Deaf Peaches

A bad start to the day when I discovered that Andrea, who sells flowers in the square on Saturday mornings, has had the nerve to go off on holiday, leaving me with a flowerless house. And I couldn't bear to go to either of the local flower shops because they're like entering a mausoleum. You really get the impression you're disturbing the dead when you ask them what anything costs and anyway, they're actually not interested in selling you a couple of bunches of freesias. Their forte is arranging flowers into bouquets and wreaths of breathtaking cellophane-wrapped hideosity. I had no choice but to walk to Rialto Market. And as long as I was there I thought I might as well buy vegetables.
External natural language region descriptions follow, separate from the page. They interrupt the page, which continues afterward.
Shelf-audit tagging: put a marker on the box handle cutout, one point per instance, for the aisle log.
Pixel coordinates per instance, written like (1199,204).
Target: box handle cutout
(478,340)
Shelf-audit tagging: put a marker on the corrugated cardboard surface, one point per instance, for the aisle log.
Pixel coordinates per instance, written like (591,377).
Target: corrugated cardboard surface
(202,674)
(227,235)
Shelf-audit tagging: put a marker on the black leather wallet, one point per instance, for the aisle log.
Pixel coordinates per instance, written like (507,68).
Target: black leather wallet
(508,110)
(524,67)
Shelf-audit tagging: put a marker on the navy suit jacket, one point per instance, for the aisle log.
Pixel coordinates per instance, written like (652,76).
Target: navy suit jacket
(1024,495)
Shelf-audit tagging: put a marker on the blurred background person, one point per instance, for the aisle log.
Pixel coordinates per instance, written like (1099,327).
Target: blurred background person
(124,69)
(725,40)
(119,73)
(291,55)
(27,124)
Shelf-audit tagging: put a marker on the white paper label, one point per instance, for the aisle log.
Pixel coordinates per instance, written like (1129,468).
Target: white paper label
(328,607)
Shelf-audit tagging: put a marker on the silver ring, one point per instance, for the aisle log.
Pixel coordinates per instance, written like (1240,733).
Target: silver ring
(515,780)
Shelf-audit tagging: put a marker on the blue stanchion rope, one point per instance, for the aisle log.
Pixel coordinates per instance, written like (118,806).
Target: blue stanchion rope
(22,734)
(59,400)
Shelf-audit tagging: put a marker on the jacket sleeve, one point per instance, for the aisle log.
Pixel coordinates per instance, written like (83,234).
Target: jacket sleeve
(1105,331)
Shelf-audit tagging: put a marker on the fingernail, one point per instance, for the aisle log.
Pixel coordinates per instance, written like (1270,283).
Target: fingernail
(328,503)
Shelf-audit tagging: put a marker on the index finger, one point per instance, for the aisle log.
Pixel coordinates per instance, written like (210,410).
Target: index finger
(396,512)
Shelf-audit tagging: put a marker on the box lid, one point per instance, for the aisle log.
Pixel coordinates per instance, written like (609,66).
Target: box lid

So I'm waiting on line and listening to the old lady ahead of me who's buying one of everything, and then I'm aware she's started on her fruit list, one banana, one apple, one peach. And not any old peach. To my cloth ears it sounded like she asked for una pesca sorda. Which would be a deaf peach. All the way back from Rialto I was trying to figure it out. Would a deaf peach be a soft one, with slightly mushy flesh that made you think of muffled sound? Or a hard fruit, tough to get through to? It wasn't until I got home, noted a glut of eggs in the fridge and thought of hard-boiling a few that the daylight dawned. Hard boiled eggs - uova soda. She'd actually asked for una pesca soda - one hard enough to last the weekend. The minefield of a foreign language. Deaf Peaches would be a great name for a band, however.